A reliable colour appearance model is desired by industry to achieve high colour
fidelity between images produced using a range of different imaging devices. The aim
of this study was to derive a reliable colour appearance model capable of predicting
the change of perceived attributes of colour appearance under a wide range of
media/viewing conditions. The research was divided into three parts: characterising
imaging devices, conducting a psychophysical experiment, and developing a colour
appearance model.
Various imaging devices were characterised including a graphic art scanner, a
Cromalin proofing system, an IRIS ink jet printer, and a Barco Calibrator. For the
former three devices, each colour is described by four primaries: cyan (C), magenta
(M), yellow (Y), and black (K). Three set of characterisation samples (120 and 31
black printer, and cube data sets) were produced and measured for deriving and
testing the printing characterisation models. Four black printer algorithms (BPA),
were derived. Each included both forward and reverse processes. A 2nd BPA printing
model taking into account additivity failure, grey component replacement (GCR)

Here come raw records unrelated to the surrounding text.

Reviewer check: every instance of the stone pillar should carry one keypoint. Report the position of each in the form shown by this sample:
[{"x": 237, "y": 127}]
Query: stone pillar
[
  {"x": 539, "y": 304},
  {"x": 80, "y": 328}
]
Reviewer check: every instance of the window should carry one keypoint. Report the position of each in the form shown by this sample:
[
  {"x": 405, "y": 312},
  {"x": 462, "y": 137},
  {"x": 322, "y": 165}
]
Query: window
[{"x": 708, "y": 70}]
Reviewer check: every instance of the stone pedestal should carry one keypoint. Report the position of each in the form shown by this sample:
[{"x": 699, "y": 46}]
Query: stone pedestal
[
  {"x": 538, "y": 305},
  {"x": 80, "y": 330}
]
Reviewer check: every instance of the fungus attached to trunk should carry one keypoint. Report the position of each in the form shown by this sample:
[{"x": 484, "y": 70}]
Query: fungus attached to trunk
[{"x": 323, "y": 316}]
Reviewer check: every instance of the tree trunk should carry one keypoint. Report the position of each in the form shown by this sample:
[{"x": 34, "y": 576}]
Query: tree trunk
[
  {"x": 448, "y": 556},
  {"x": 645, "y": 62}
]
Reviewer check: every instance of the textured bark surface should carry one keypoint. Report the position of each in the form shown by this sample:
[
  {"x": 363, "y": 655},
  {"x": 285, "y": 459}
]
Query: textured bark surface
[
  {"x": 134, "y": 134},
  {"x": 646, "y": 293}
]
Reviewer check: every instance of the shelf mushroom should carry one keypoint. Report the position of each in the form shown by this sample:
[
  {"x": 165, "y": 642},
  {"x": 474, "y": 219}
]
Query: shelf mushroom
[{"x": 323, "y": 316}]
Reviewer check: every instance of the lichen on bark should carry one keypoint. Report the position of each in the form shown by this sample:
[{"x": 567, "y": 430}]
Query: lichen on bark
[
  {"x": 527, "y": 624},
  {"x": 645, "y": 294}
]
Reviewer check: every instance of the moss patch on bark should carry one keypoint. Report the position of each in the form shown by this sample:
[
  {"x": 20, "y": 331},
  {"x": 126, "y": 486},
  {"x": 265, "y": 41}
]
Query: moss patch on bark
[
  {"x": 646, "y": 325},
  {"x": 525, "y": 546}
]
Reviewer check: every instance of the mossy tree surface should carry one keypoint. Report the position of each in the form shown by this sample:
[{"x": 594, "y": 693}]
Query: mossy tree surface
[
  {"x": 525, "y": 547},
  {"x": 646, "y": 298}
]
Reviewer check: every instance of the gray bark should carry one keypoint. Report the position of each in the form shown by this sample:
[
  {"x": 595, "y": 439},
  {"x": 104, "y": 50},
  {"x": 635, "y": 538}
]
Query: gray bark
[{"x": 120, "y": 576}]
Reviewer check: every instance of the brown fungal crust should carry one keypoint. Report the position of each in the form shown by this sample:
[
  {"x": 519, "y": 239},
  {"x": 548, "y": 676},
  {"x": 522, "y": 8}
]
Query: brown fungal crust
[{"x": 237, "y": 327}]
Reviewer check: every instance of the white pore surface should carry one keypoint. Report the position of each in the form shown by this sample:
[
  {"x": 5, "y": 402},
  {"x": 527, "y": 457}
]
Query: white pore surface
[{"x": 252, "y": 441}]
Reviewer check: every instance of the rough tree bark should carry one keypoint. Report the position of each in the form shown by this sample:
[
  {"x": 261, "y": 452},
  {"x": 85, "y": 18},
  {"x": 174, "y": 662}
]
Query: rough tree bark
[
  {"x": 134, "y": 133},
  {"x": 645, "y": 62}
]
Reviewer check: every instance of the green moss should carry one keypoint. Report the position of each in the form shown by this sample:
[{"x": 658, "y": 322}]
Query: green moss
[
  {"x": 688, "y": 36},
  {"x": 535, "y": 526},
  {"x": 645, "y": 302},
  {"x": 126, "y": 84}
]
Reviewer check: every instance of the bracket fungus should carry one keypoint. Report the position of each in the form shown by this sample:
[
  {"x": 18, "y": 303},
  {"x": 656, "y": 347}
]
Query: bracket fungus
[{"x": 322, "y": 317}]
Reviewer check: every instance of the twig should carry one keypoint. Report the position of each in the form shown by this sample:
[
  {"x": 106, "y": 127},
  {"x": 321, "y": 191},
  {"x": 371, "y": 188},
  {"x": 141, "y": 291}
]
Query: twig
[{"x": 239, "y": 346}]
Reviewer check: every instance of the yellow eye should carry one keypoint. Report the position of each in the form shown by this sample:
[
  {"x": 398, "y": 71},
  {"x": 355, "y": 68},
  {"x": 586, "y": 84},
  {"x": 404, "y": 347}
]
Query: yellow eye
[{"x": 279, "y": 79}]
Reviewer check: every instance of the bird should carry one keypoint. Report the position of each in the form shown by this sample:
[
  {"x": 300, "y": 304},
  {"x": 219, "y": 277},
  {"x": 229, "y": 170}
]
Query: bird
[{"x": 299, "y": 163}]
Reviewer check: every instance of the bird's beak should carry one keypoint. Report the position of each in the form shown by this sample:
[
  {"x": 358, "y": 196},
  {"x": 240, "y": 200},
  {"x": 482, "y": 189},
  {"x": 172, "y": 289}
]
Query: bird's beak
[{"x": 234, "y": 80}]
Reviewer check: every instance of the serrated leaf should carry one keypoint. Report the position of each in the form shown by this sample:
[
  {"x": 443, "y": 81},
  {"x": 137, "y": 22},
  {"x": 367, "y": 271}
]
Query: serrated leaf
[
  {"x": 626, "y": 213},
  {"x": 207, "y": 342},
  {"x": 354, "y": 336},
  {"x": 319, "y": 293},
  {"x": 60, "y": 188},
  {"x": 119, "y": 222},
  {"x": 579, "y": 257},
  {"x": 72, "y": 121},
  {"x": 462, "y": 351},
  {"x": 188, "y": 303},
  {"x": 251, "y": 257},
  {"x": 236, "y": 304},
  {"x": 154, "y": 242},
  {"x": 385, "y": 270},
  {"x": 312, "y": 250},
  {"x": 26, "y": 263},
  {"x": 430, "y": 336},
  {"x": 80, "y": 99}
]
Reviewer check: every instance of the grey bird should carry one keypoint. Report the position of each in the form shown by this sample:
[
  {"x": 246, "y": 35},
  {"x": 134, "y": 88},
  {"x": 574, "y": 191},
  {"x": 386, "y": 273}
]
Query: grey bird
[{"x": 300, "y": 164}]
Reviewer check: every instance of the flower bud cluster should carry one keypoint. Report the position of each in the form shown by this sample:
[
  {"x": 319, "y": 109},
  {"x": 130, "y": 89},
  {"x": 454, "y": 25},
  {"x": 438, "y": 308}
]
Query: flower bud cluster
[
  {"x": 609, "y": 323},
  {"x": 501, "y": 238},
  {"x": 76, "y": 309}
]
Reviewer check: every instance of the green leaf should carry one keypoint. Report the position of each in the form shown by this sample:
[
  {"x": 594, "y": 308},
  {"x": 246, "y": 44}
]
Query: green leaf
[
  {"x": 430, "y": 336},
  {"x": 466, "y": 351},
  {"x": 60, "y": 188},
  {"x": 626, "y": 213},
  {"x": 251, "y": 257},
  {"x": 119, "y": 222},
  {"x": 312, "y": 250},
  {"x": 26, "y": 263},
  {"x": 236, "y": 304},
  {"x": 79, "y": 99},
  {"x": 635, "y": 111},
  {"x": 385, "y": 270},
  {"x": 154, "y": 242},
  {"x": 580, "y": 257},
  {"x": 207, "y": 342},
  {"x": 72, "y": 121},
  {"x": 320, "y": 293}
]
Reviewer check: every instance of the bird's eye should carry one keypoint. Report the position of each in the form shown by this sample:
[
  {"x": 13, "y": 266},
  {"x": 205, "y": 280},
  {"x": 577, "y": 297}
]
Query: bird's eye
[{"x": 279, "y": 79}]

algorithm gave the most accurate prediction to the characterisation data set than the
other BPA models. The PLCC (Piecewise Linear interpolation assuming Constant
Chromaticity coordinates) monitor model was also implemented to characterise the
Barco monitor.
The psychophysical experiment was conducted to compare Cromalin hardcopy
images viewed in a viewing cabinet and softcopy images presented on a monitor
under a wide range of illuminants (white points) including: D93, D65, D50 and A.
Two scaling methods: category judgement and paired comparison, were employed by
viewing a pair of images. Three classes of colour models were evaluated: uniform
colour spaces, colour appearance models and chromatic adaptation transforms. Six
images were selected and processed via each colour model. The results indicated that
the BFD chromatic transform gave the most accurate predictions of the visual results.
Finally, a colour appearance model, LLAB, was developed. It is a combination of the
BFD chromatic transform and a modified version of CIELAB uniform colour space to
fit the LUTCRI Colour Appearance Data previously accumulated. The form of the
LLAB model is much simpler and its performance is more precise to fit experimental
data than those of the other models.